He later traveled to the University of Chicago to study economics. There, he excelled as an athlete. After graduation he began to make his way back to Japan but was waylaid in Los Angeles, where he caught the acting bug.

He eventually became a marquee name, one of early silent film’s biggest stars. In 1915 — after the success of Cecil B. DeMille’s “The Cheat,” wherein Hayakawa played a wealthy, manipulative suitor of a married woman — he became one of the highest-paid actors in Hollywood.

In 1918, Hayakawa started his own production company, Hayworth Pictures. He produced 22 films, all starring himself. “The Dragon Painter” is one of the very few that survive. It was recently restored by the Eastman House in New York.

His films, however, did not play well in his native Japan because his characters often played up Japanese stereotypes.

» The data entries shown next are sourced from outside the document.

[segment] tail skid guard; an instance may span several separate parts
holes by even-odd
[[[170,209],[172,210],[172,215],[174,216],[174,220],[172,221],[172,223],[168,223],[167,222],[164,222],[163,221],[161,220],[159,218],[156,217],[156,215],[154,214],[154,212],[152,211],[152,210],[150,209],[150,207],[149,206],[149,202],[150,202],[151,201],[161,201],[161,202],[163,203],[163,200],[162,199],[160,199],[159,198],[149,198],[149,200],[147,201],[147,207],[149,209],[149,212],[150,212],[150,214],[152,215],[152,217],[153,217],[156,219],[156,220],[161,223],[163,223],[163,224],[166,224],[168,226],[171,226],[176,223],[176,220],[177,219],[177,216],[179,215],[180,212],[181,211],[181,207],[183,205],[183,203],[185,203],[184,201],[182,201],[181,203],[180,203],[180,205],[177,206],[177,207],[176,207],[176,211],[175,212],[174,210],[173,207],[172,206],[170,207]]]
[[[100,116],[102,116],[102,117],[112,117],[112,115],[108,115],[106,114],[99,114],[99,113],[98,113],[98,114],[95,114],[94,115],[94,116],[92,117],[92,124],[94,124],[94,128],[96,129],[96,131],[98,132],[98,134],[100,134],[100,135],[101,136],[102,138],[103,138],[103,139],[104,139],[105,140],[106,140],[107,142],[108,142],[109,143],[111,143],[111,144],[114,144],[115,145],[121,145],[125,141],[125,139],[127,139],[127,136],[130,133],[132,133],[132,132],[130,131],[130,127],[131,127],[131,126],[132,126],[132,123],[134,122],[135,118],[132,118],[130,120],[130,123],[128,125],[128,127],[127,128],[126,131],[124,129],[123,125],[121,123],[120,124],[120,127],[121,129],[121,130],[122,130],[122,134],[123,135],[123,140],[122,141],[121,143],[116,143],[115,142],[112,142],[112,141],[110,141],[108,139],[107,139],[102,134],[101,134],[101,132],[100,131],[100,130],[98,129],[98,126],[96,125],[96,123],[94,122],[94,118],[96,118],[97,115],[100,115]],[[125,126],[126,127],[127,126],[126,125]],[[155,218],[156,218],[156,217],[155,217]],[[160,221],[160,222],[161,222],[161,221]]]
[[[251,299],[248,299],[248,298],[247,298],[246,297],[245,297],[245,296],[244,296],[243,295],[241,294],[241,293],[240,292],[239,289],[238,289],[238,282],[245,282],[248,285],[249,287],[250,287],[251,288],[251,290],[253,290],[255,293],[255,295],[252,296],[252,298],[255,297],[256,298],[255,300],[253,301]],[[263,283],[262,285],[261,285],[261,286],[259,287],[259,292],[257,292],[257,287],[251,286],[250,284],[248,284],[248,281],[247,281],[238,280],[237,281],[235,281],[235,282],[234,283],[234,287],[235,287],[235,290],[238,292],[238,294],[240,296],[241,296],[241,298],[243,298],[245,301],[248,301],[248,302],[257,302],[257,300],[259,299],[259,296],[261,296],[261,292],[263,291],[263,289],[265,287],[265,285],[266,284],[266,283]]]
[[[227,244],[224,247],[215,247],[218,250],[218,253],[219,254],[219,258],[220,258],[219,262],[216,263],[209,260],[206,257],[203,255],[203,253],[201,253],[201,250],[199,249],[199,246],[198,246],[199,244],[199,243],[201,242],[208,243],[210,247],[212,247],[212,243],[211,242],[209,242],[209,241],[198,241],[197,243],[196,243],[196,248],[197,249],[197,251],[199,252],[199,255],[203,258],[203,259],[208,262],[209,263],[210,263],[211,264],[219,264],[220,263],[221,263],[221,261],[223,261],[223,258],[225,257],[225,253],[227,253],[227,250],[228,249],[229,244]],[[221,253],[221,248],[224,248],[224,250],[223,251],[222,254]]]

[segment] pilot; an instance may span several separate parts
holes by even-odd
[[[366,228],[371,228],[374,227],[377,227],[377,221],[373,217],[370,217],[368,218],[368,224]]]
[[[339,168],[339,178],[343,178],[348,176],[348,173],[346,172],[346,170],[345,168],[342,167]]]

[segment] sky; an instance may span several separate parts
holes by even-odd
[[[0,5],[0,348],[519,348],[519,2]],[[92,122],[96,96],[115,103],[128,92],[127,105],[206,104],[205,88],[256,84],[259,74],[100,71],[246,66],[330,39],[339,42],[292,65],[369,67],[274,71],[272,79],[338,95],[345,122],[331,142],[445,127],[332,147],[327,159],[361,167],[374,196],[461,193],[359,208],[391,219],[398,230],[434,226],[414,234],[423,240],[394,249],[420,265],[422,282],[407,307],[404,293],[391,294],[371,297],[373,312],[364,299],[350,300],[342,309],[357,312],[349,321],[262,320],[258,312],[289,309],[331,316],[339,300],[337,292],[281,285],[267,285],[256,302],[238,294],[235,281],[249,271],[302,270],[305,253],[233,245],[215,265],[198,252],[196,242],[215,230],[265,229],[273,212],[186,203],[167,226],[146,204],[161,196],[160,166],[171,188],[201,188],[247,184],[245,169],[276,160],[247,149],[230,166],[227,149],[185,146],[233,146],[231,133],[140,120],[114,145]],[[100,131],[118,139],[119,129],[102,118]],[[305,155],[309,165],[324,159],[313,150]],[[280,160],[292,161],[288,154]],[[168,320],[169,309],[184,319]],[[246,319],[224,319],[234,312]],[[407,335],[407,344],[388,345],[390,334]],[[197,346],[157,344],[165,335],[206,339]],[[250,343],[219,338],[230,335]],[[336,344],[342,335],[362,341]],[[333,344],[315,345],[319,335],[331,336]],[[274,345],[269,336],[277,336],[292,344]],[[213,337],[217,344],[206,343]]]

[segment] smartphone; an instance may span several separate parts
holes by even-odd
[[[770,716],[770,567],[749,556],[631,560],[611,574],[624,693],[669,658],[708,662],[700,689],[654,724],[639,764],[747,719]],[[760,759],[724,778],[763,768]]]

“He ended up finding himself in a position where he wasn’t Japanese enough for Japan, and not American enough for America,” said Buscher. “Sadly, a lot of Asian-Americans can still relate to that.”

When Buscher began researching Hayakawa about a year ago to program the film festival, he discovered that even people on the Asian-American film circuit had never heard of him. His star faded with his looks, although he did have a role in David Lean’s Oscar-winning film, “Bridge on the River Kwai,” playing the brutal Japanese commander of a World War II POW camp.

Hayakawa’s off-screen life was perhaps more turbulent than that on-screen. From a suicidal teenager to the toast of Hollywood, he married his on-screen love interest from “The Dragon Painter,” Tsuro Aoki, but fathered a child with a mistress. He and Aoki would later adopt the  child.

Tsuru Aoki in “The Dragon Painter” (Asian American Film Festival)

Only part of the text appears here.